Pero esto no fue algo pergeñado por un único laboratorio. Johnson&Johnson y las distribuidoras Cardinal Health, Amerisource Bergen y McKesson implicadas también, terminaron acordando un pago de 26 mil millones de dólares para arreglar sus juicios con varios estados y recientemente Purdue Pharma acordó por 12 mil millones.
Absorbamos esto: millones de adictos y 700 mil muertes sólo en Estados Unidos,  y nadie fue preso, a pesar de como dijo el Procurador de Pensilvania «Esta epidemia fue fabricada por un ejército de ejecutivos farmacéuticos». Y no fue la única vez que las farmacéuticas han sido castigadas por engañar al público y a las autoridades.
En resumen los descubrimientos y las tecnologías que en su momento generaron un impacto terrible en la expectativa de vida humana y en nuestro bienestar, se están viendo socavados por la captura del ingenio humano y de la ciencia por parte del mercado al servicio del crecimiento económico. Hoy importa más que crezca la economía, que los accionistas se enriquezcan,  de que estemos sanos. O vivos.
Es una racionalidad un tanto rara la nuestra, ¿No?.
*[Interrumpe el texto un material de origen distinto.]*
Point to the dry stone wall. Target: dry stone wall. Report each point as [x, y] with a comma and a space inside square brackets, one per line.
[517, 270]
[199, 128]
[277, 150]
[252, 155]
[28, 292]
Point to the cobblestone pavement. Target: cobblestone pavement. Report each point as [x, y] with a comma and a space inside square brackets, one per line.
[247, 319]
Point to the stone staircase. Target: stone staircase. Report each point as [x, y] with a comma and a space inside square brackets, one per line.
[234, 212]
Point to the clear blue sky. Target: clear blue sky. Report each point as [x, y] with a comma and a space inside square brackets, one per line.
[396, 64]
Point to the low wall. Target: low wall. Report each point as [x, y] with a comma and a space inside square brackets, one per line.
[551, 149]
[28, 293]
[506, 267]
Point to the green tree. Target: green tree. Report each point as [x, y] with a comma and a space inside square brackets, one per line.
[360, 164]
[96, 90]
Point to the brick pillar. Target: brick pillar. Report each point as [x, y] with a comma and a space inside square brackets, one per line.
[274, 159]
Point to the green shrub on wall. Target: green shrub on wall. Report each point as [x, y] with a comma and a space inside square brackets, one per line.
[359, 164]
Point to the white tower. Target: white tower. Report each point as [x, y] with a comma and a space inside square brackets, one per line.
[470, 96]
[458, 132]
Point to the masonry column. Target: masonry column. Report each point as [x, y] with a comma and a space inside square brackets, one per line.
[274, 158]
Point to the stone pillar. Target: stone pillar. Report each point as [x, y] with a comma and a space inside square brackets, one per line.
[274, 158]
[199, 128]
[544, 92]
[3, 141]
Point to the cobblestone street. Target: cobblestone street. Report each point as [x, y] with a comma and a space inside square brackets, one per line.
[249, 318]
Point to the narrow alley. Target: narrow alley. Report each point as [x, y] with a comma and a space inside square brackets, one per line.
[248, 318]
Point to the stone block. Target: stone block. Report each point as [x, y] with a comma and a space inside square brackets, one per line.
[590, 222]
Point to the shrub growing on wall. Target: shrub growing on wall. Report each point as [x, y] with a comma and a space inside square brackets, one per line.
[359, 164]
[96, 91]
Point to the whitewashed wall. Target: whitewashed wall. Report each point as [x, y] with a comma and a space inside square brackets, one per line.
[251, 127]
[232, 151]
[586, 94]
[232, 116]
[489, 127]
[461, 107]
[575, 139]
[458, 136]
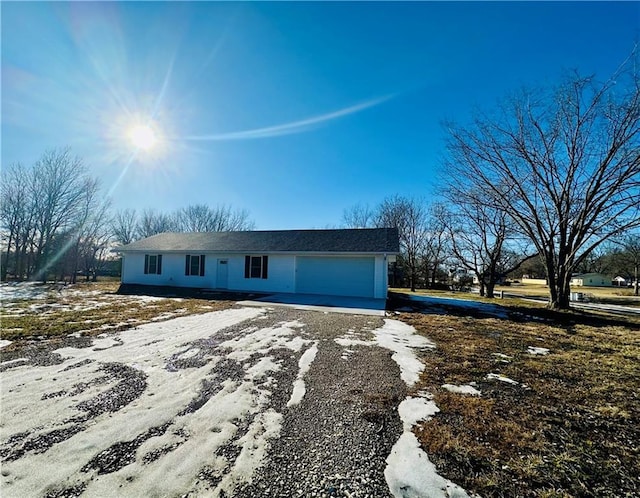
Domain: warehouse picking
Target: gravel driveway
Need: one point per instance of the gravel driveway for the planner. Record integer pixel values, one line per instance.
(243, 402)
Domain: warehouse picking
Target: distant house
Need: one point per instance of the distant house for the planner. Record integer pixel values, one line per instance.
(350, 262)
(619, 282)
(591, 280)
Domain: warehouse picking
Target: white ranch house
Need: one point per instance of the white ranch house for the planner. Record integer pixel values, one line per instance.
(349, 262)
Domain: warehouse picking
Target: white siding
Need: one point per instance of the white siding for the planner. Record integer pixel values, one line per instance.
(281, 273)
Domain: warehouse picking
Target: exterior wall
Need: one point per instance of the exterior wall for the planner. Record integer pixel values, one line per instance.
(591, 280)
(381, 277)
(281, 273)
(534, 281)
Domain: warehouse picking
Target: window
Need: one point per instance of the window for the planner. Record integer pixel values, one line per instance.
(194, 265)
(153, 264)
(256, 266)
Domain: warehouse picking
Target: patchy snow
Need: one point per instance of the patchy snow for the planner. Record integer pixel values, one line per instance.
(409, 472)
(489, 309)
(403, 341)
(464, 389)
(256, 340)
(538, 351)
(413, 410)
(299, 388)
(16, 360)
(348, 341)
(502, 378)
(192, 436)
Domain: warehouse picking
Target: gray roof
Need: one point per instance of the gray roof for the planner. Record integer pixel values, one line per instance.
(357, 240)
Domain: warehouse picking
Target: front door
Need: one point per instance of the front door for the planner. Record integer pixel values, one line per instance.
(222, 279)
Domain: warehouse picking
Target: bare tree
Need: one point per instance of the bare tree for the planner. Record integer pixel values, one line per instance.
(358, 216)
(409, 216)
(203, 218)
(482, 240)
(15, 216)
(564, 165)
(436, 247)
(631, 257)
(124, 226)
(153, 222)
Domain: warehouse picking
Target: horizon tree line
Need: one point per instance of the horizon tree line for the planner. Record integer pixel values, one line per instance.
(552, 174)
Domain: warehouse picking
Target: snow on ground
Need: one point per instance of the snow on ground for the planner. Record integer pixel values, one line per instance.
(502, 378)
(67, 297)
(464, 389)
(538, 351)
(181, 440)
(299, 388)
(403, 341)
(22, 290)
(493, 310)
(409, 472)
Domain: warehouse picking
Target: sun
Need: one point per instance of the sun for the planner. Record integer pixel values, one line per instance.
(143, 137)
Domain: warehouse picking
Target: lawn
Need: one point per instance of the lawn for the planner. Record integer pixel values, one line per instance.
(555, 408)
(559, 407)
(38, 311)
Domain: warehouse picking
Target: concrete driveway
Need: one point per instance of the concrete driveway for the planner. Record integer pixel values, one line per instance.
(246, 402)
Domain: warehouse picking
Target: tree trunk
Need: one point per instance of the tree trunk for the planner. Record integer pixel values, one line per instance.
(560, 292)
(490, 288)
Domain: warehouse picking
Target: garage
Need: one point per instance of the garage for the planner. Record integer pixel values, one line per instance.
(336, 276)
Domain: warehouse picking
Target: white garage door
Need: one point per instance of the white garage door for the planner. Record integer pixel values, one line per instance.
(335, 276)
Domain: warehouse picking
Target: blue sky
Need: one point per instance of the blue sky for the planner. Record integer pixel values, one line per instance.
(293, 111)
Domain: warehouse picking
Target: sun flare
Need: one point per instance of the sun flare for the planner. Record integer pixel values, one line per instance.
(143, 137)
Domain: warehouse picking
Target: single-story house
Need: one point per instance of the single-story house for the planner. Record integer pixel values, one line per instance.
(347, 262)
(591, 280)
(619, 281)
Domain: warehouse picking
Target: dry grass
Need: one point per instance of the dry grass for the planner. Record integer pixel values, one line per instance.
(568, 428)
(90, 309)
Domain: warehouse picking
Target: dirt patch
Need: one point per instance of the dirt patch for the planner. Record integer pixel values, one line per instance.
(567, 424)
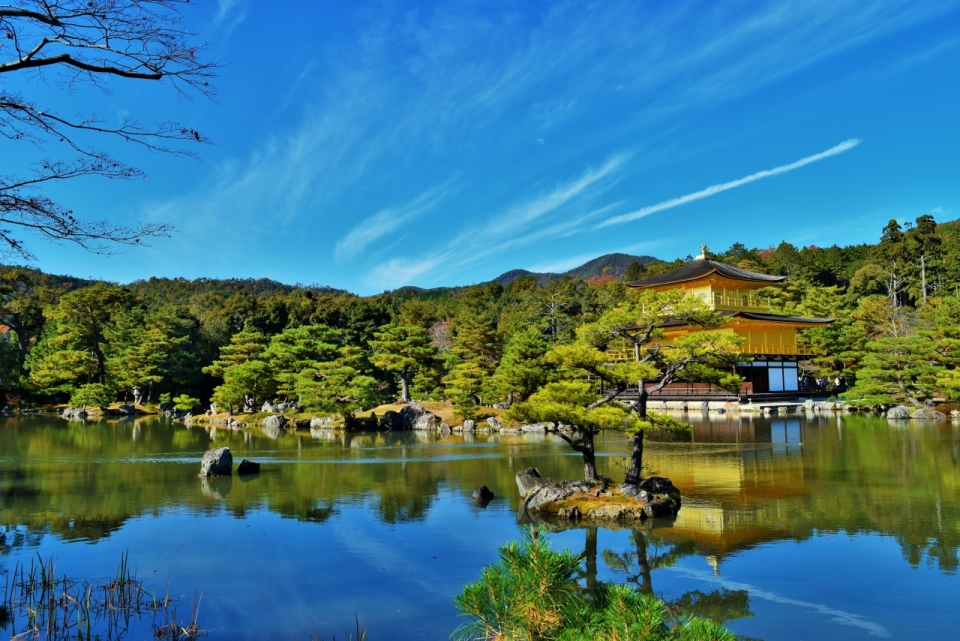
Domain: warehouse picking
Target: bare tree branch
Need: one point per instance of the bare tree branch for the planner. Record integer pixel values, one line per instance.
(89, 41)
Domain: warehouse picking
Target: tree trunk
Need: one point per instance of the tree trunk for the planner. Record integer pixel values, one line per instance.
(646, 582)
(590, 556)
(636, 460)
(642, 397)
(923, 276)
(589, 456)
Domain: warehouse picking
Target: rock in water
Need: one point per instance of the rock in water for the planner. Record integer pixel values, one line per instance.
(929, 415)
(548, 492)
(482, 494)
(529, 480)
(425, 421)
(390, 421)
(629, 489)
(248, 467)
(410, 414)
(218, 462)
(900, 411)
(275, 422)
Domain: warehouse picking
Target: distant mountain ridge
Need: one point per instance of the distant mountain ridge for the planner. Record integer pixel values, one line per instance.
(617, 264)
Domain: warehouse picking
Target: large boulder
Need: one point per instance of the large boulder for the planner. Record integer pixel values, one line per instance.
(546, 493)
(410, 414)
(616, 512)
(658, 485)
(928, 414)
(390, 421)
(482, 494)
(426, 421)
(273, 426)
(900, 411)
(218, 462)
(248, 467)
(529, 480)
(277, 421)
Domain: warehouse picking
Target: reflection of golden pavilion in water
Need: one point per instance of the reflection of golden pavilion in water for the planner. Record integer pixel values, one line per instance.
(731, 491)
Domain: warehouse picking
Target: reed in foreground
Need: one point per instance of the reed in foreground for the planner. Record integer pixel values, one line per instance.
(532, 595)
(37, 603)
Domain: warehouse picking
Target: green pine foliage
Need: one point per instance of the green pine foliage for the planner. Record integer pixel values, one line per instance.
(531, 594)
(91, 395)
(485, 343)
(402, 350)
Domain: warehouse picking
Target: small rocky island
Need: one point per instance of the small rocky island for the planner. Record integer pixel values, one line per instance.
(598, 500)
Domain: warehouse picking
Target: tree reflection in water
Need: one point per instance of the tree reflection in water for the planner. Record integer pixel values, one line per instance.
(636, 567)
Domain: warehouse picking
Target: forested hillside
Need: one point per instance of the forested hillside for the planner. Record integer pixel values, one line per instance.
(896, 303)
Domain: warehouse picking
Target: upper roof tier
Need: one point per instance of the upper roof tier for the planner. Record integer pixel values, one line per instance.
(702, 268)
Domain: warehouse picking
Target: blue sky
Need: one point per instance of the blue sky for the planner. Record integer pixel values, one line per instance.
(370, 145)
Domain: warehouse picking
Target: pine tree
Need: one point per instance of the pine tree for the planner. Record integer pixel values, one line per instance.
(243, 347)
(465, 385)
(524, 367)
(243, 368)
(297, 349)
(634, 271)
(73, 346)
(342, 385)
(402, 350)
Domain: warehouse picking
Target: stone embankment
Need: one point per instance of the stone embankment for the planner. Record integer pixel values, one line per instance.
(597, 501)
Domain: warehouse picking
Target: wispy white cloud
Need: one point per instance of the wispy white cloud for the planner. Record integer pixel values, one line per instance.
(230, 13)
(521, 224)
(713, 190)
(387, 221)
(413, 94)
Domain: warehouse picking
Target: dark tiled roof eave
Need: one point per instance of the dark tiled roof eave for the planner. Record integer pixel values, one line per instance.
(799, 320)
(701, 268)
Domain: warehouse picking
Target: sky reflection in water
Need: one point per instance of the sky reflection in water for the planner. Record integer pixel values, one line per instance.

En primer lugar, y a pesar de hacer un culto de la razón y de confiar en nuestro ingenio para resolver todos los problemas que se nos presenten,  somos incapaces de hacernos eco de las advertencias de la ciencia respecto a lo climático, respecto al colapso de la biodiversidad, al peligro de las enfermedades zoonóticas y futuras pandemias, al peligro de llevar a cabo determinadas investigaciones médicas, al peligro de superar los límites de la contaminación química y un largo etcétera.
Y en segundo lugar, el problema no es la razón sino al servicio de que la estamos usando.
Y es que como partes de la naturaleza, el ser humano tiene una capacidad maravillosa e ilimitada de innovar. La naturaleza es creativa, transforma el caos y la entropía en orden. La diferencia es que bajo el paradigma dominante hemos puesto esa creatividad al servicio del mercado y no al servicio de la vida.  Al servicio de la competencia, de la acumulación egoísta y no de la cooperación.
Cuando decidamos tener reverencia por la vida y no por las cuentas bancarias, salirnos del paradigma antropocéntrico y unirnos, como una especie más, a la red de la vida y actuar en consecuencia, las soluciones empezarán a aparecer. Y seguramente no tendrán nada que ver con la creación de sustancias tóxicas, con la depredación de ecosistemas, con la contaminación de la atmósfera y con la creación de sustancias para enfermar a nuestros cuerpos y los de nuestros hijos.